Do You Remember Me? by Nancy Ludmerer

Do You Remember Me?

Nancy Ludmerer


‘You really remember me?’  he asked on the phone.  ‘After 25 years?’

‘Of course,’ I said. ‘From Honors Lit.’

He was between jobs, suggested lunch, wanted to discuss the law.

At the restaurant, he lied and said I hadn’t changed. I lied too and mouthed the same words about him. He had changed, from a cute sandy-haired kid with a never-ending supply of pot to a jowly sad-eyed fellow in pinstripes. Over salads, we discussed how we both took up law because there was no living in poetry. We spoke about his girl and my boy, both twenty, both named Jamie – how crazy was that? I commiserated because, unlike me, he’d not remarried after divorce and was still brooding about it.

In my purse I had the business card of a friend who placed temp lawyers and another card for someone who hired out-of-work attorneys as paralegals – but I wasn’t sure that’s what he meant by I’ll take anything right now.

‘You really remember me?” he asked again.

I said I remembered we both loved Delmore Schwartz (which made sense for a Jewish girl from Queens but less so for a prep-school Irish-Scots blue-blood).
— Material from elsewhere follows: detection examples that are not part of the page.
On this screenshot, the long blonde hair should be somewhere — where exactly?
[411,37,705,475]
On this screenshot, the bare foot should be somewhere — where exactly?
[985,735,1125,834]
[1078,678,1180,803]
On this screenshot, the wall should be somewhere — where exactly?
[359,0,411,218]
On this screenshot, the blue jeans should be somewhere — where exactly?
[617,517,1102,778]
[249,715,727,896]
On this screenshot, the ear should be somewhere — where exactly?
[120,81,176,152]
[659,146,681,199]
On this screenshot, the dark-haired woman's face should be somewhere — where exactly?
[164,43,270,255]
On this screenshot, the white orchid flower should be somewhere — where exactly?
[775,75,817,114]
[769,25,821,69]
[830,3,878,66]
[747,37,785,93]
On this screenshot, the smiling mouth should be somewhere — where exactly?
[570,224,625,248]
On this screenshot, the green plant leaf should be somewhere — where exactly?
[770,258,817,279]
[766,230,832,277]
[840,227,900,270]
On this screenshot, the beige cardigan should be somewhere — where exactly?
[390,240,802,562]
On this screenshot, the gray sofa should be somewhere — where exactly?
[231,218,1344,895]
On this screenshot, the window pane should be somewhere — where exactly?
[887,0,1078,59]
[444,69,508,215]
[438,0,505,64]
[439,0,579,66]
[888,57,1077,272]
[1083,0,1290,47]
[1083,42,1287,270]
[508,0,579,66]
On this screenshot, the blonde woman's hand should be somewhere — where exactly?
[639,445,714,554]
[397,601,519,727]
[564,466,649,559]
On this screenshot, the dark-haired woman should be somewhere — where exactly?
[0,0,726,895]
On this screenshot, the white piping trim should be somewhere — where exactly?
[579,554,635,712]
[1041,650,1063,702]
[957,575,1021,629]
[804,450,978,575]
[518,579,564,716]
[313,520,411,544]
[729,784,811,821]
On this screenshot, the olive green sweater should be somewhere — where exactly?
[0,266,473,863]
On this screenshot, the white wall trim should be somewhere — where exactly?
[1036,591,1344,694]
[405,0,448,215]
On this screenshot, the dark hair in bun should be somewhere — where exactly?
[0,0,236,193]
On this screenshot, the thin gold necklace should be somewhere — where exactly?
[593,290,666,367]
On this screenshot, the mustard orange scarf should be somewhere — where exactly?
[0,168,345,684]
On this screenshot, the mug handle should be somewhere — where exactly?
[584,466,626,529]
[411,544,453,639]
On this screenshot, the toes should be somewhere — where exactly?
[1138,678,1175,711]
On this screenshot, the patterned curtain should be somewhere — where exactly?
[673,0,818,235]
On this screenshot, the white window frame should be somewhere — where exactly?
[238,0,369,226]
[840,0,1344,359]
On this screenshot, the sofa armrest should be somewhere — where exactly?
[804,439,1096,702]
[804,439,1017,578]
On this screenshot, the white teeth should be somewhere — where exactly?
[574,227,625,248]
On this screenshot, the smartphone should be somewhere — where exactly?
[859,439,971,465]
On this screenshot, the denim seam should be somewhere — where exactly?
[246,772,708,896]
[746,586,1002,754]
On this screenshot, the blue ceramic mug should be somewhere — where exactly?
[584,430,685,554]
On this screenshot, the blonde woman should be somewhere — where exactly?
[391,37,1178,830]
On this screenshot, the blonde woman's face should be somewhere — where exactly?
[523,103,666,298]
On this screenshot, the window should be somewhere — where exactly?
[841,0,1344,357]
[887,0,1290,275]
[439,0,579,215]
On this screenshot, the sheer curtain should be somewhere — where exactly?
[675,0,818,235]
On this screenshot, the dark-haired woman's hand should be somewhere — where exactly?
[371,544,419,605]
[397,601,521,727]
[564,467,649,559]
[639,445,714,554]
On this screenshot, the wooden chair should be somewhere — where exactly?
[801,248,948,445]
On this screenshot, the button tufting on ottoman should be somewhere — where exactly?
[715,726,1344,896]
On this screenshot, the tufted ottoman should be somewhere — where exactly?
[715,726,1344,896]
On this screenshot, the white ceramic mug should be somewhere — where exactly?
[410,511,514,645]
I remembered when six Honors Lit majors got high and played charades. He acted “In Dreams Begin Responsibilities.” I solved it.’
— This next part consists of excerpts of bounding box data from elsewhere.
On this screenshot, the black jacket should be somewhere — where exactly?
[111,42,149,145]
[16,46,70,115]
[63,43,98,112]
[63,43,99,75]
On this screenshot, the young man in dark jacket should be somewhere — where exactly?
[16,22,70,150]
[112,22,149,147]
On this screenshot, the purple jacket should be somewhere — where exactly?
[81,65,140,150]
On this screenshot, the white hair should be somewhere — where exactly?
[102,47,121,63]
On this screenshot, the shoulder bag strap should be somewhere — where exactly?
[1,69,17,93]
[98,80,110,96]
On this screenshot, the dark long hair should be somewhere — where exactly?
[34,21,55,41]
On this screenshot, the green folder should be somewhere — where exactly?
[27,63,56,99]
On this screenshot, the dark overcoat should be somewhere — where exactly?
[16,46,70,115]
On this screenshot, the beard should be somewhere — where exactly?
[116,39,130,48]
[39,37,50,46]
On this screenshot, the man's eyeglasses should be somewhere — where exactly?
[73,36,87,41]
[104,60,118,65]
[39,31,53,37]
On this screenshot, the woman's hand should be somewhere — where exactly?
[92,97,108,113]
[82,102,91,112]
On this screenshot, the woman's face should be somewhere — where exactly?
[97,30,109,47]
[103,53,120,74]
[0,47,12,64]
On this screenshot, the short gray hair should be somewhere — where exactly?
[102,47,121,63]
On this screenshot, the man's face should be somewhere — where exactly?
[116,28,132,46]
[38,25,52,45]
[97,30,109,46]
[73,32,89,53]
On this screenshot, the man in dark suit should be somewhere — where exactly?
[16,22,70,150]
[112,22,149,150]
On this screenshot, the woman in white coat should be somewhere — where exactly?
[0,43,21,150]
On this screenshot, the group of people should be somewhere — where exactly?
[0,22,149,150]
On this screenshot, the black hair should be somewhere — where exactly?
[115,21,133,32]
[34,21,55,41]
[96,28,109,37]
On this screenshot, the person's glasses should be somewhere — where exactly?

He remembered my kindness.

Then his tone changed. ‘Here’s the truth. I spent three years in rehab. My daughter doesn’t speak to me since I stopped paying Skidmore tuition. I can’t even get an interview with a firm – you’re the only person who agreed to meet me. Will I ever work as a lawyer again?’

I said I didn’t know.

We sipped coffee. His hand shook and his spoon clattered against a silver dish of vanilla, his nails bitten to the bone.

I grabbed the check, opened my purse, saw the two business cards nestled there. Undisturbed.

I closed my purse.  Paid the bill.

‘Funny,’ he said. “About the charades. I’d forgotten that.’

Only after we said goodbye and good luck did I confront myself in a storefront window.



About the author: Nancy Ludmerer’s short stories and flash fiction appear in Litro, Fish Anthology 2015, Bath Flash Fiction Vols. I and II, Brighton Prize Anthology, Green Mountains Review, Kenyon Review, North American Review, Cimarron Review, Vestal Review, and New Orleans Review, among other fine journals. Her flash fiction has won prizes from Grain, Night Train, Blue Monday Review and River Styx and is reprinted in Best Small Fictions 2016. She lives in New York City with her husband, Malcolm, and cat Sandy, a brave survivor of Superstorm Sandy.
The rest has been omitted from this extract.